MO KENNEY
MO KENNEY
“Balancing folksiness and metallic edges with instinctual melodic power pop, Mo Kenney strikes a blow for variation throughout. Folk, pop, scuzzy rock – they are clearly poised and ready to pounce.” IRISH TIMES
On their fifth studio album, From Nowhere, Mo Kenney embraces the textures of ambiguity and the rich blur of being, failing, and becoming. As they shift through lush arrangements that touch on dreamy folk, sparse alt-country, and warm, hazed-out lo-fi pop, everything is up for interpretation and nothing is fixed. In their lyrics, Kenney opts instead to defy definition, making room for non-linear and fragmentary sentiments that challenge their own feelings about personal growth, acknowledge the slippery and shadowy nature of memory, and build love songs that conjure the bonds of friendship just as much as they hint at romance.
They evade easiness right from the start in the glowing chorus of opening track “Bad Times,” admitting, over sparse piano and despite 4 years of sobriety: “I know it ain’t right, but I miss the bad times sometimes.”
“I sort of thought that getting sober was going to fix all my problems with relationships, and then I would just be fine,” Kenney laughs. “Drinking was causing all the issues I was having, but it was just the tip of the iceberg; quitting made all my problems more clear but didn’t resolve any of them.”

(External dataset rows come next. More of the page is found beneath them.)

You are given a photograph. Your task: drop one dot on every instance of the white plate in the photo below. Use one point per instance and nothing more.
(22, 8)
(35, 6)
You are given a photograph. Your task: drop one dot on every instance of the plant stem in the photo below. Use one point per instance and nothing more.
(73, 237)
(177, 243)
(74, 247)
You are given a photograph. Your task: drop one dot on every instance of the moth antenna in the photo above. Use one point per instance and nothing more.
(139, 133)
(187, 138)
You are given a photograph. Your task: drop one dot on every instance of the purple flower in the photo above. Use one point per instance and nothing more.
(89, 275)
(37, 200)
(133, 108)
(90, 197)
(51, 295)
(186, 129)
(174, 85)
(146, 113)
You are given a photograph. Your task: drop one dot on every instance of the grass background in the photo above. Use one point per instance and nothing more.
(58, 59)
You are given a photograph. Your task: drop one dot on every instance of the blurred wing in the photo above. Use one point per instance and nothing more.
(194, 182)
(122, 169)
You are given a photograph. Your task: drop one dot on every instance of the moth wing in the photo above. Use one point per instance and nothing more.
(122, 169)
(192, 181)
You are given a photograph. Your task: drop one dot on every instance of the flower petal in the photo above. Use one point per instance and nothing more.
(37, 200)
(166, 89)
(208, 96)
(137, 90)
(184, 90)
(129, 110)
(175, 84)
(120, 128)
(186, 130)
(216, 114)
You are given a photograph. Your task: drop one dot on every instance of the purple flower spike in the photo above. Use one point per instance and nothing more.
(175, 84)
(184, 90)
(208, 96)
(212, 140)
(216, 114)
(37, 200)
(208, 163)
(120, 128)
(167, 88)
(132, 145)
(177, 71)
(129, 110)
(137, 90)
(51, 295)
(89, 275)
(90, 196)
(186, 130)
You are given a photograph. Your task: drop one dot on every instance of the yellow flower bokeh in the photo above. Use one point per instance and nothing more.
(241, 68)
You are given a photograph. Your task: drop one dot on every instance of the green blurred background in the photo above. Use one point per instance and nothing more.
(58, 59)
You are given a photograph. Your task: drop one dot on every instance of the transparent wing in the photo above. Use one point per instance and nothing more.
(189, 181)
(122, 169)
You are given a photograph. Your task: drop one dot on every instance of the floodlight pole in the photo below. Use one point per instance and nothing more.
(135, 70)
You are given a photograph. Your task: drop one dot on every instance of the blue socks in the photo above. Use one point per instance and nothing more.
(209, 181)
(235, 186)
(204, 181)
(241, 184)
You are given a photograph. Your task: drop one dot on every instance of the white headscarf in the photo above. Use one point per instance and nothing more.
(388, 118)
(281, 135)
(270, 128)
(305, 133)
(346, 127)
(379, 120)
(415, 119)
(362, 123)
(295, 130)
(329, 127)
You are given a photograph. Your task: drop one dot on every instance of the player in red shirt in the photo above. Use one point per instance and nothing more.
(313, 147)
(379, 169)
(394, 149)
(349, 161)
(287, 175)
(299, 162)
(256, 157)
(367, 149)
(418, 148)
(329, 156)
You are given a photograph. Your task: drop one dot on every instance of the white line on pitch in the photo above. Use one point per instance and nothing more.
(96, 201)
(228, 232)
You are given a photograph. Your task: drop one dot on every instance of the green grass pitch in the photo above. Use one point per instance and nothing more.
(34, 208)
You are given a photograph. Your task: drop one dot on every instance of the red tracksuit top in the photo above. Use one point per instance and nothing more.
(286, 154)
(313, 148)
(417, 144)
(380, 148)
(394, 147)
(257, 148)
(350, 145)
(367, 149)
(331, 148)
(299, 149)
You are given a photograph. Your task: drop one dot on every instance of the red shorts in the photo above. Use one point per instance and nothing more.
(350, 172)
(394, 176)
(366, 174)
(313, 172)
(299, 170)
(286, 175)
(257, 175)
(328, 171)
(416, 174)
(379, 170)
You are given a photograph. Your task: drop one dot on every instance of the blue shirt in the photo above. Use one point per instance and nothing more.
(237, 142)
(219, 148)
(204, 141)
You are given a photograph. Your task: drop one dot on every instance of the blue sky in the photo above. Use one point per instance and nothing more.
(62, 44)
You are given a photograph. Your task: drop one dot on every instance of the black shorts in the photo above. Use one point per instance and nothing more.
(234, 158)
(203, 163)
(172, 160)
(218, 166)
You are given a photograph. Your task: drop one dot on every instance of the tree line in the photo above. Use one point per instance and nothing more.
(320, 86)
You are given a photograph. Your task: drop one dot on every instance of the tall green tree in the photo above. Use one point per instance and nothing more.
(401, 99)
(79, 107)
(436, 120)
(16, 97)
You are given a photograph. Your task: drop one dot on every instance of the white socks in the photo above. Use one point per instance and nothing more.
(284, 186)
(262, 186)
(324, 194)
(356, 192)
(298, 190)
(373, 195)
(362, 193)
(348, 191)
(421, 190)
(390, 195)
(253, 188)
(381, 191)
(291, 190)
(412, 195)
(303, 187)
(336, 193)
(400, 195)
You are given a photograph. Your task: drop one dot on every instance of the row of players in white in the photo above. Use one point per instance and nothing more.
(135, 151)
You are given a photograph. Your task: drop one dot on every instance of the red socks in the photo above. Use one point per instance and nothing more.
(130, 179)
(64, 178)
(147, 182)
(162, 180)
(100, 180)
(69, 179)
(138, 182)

Kenney’s subsequent investigations into the root causes of their interpersonal dramas obscured nearly as much as they revealed, encouraging acceptance but also emphasizing the frequently frustrating uncertainty and temporality of things. From Nowhere occupies that liminal and trepidatious time when one is compelled to move but unsure where they might be headed. The driving “Evening Dream” has all the hallmarks of a post-summer come-down as Kenney reminisces about the nebulous feelings of flings: “Bathing in the pale green light, no thought of what goes on outside,” they sing. “No thought of what it all might mean, it doesn’t have to meet a thing.” On the darker sounding “Signs of Life,” they address an unbearable and obscure fissure; with the title track, they recall a loss of innocence in idyllic rural Nova Scotia, mixing sun-kissed organ with cryptic, unsettling choruses.
With the stark and devastating pairing of “Honey Come Home” and “Self Doubt,” Kenney makes it clear that there’s no glory or revelation in sitting with your feelings. While the former distills the loneliness and alienation of a partner’s absence, the latter finds Kenney struggling with the crippling second-guessing that can accompany certain acute kinds of clarity as they barely raise their voice above a whisper in what sounds like the saddest honky-tonk on Earth. Through the hazy atmospheres of “That’s Not Me,” they conjure a slow motion crawl through a dim club and question their identity. And the similarly unhurried “With You” delivers a crushing post-mortem about a relationship that, despite its sweetness, just didn’t work.
From Nowhere‘s intimate subject matter was handled with deft hands by some of Keney’s nearest and dearest collaborators—Joel Plaskett, Rose Cousins, Victoria Cameron, Siobhan Martin, and Jordan Murphy—and recorded, mixed, and engineered by Thomas Stajcer at Plaskett’s Fang Studios in Dartmouth, Nova Scotia.
In contrast to its heavy predecessors, the airy “Love You Better” offers a featherweight finale to From Nowhere; in earthy reverie, Kenney acknowledges their past failures and that they’re not always going to get it right, but resolves to do the only thing they can: keep trying. “Staring at the ceiling, trying to find the meaning,” they sing over eddying acoustic guitar. “Put it all together; I will love you better.”